アリサ・リリーベル・シュタルクヘルトは死んだ(修正中)

 そんなクシャースラの姿に呆れたのか、やがて二人が出会うきっかけを作ってくれた親友が、セシリアについて教えてくれた。

 セシリアはコーンウォール家という貴族の娘であり、オルキデアとは父親同士が懇意だった事や、セシリアの母親が元ラナンキュラス家のメイドだった事もあって、子供の頃から付き合いのある幼馴染らしい。

 コーンウォール家も元は貴族として名を馳せていたらしいが、事業に失敗して多額の借金を抱えていた。
 今は返済をしつつ、貴族という名ばかりの平民と同じ様な暮らしをしている。
 セシリアには歳の離れた弟が二人おり、弟たちの学費や将来の為に、両親だけでなく、セシリアも学校が無い日は休みなく働いていた。
 朝は父親の仕事である新聞配達を手伝い、家に帰って朝食を用意すると、夕方まで母親と一緒に下町の花屋で働く。
 弟たちの夕食を用意すると、夜は高等学校の自習をしながら、両親と一緒に内職をする。
 その合間に、不在にしているラナンキュラス家の管理を行う。
 庭の手入れや屋敷内の掃除が主だったが、いつも満足以上の仕事をしていたのだった。

 セシリアは高等学校を卒業すると、ますます休みなく働くようになった。
 他の同級生たちが進学や結婚をしていく中、セシリアは家の為にそれら全てを諦めて、働く道を選んだのだった。
 その頃には、クシャースラはオルキデアの友人として、セシリアと友人程度の顔見知りになっていた。
 出会った頃よりは、セシリアと話せるようになった。ーーそれでも、まだ緊張はするが。

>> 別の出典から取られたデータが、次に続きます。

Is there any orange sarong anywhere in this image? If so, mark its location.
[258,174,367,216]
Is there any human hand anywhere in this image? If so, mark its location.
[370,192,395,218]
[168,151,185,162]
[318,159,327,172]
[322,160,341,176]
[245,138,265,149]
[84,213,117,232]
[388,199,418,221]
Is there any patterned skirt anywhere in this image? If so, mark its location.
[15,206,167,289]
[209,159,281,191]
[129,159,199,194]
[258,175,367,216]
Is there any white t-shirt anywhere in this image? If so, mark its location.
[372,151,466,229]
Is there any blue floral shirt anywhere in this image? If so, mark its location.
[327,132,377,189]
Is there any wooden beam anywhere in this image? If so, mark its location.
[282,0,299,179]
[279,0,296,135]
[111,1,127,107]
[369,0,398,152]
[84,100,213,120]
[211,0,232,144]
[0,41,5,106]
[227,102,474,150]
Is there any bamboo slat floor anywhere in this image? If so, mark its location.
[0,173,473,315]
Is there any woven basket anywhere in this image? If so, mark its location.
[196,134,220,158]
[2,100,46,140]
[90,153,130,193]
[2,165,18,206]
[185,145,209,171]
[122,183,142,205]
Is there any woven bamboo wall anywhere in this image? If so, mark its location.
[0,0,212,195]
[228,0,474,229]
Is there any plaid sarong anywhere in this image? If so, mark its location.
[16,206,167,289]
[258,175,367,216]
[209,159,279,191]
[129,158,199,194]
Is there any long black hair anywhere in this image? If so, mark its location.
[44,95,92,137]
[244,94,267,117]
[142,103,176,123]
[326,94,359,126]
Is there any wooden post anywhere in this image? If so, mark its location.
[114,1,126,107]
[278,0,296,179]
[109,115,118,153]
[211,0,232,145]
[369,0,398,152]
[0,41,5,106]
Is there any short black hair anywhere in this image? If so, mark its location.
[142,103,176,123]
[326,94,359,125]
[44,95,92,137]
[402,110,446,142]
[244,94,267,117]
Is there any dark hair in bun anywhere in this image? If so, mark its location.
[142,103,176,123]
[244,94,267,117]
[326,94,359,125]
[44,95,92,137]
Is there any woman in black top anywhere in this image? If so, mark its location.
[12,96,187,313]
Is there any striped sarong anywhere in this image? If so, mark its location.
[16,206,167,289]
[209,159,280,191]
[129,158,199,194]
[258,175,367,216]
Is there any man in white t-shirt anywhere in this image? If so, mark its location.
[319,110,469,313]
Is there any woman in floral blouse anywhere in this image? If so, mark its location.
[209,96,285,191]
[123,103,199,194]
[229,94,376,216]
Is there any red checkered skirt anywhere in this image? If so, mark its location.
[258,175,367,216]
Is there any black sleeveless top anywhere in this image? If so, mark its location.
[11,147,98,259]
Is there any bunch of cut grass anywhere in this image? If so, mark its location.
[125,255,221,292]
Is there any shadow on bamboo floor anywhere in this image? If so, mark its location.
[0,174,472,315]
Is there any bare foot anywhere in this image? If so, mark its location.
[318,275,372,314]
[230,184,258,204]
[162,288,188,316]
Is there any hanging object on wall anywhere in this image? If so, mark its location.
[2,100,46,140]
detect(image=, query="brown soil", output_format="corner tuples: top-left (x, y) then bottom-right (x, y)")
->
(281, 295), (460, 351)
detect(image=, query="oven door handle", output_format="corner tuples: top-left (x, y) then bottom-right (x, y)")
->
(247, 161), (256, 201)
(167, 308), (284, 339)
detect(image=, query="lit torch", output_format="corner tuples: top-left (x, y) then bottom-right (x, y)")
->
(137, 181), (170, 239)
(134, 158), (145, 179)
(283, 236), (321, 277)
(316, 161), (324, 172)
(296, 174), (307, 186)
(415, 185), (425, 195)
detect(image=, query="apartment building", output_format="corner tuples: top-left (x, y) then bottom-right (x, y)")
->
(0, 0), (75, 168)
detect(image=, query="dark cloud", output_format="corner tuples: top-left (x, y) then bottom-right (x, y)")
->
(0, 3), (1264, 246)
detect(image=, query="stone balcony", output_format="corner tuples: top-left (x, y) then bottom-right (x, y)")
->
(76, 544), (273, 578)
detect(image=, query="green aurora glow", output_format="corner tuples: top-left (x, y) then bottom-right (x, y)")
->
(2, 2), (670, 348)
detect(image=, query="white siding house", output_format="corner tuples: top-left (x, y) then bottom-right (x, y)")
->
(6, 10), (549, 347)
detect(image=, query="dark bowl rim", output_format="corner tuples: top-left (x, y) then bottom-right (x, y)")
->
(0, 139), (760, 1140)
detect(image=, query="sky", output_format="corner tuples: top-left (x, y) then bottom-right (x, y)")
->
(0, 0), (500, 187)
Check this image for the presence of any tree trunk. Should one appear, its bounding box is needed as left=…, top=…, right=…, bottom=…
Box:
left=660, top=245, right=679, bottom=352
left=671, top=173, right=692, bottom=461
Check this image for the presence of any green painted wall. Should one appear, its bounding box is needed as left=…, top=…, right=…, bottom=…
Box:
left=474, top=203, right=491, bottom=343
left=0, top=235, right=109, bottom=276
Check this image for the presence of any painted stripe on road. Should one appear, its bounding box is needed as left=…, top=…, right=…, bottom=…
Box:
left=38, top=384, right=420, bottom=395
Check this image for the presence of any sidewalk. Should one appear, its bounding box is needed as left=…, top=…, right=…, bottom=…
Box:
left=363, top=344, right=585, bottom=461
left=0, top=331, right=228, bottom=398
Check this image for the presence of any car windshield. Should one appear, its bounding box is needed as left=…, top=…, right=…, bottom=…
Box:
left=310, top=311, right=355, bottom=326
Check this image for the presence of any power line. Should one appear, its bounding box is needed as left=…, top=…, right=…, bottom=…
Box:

 一年もの間、足繁くセシリアの元に通っていたからか、ある時、いつものようにオルキデアの屋敷を尋ねる振りをして、セシリアに会いに行ったクシャースラは、屋敷から出てきた年配の夫婦に声を掛けられる。
 以前、オルキデアが屋敷にいる時に会っていた。
 二人はセシリアの両親であった。

「アンタ、うちの娘にずっとまとわりついているらしいじゃないか」

 眉を顰めながら話す夫を「ちょっと、失礼でしょう!」とセシリアの母親が止める。
 怪しまれていると思ったクシャースラは、すぐに深々と頭を下げる。

「不安にさせてしまい申し訳ありません。ですが、決してセシリアさんに危害を加えるつもりはありません!」
「……わかってるよ。うちの娘が好きなんだろう」
「なっ……!」

 思わず、クシャースラは顔を上げてしまう。
 セシリアの父親は「そんなの、一年も見ていればさすがにわかる」と鼻を鳴らしたのだった。

「娘の父親としては、『娘を嫁にやらん!』と止めるべきなんだろがな……」
「まだ、結婚までは考えていなかったのですが……」

 セシリアの父親に言われて気づく、セシリアを好きになったのはいい。
 けれども、その先は?
 その先を何も考えていなかった。

「アンタの事は、オーキッド坊ちゃん……。オルキデア様から聞いている。真面目な好青年だと」
「はあ、そうでしたか……」

 オルキデアはいつの間に話したのだろうか。
 この事を後にオルキデアに聞いたところ、「セシリアがストーカー被害に遭っていると、彼女の父親から相談があった。で、調べたら犯人は顔馴染みだったから教えたんだ」と、呆れた顔をされたのだった。

 クシャースラが苦笑していると、「うちの事情は知っているか?」と真剣な顔で尋ねられる。

「まあ、多少は……」
「その上で、アンタに頼みがある」

 そうして、セシリアの両親は頭を下げたのだった。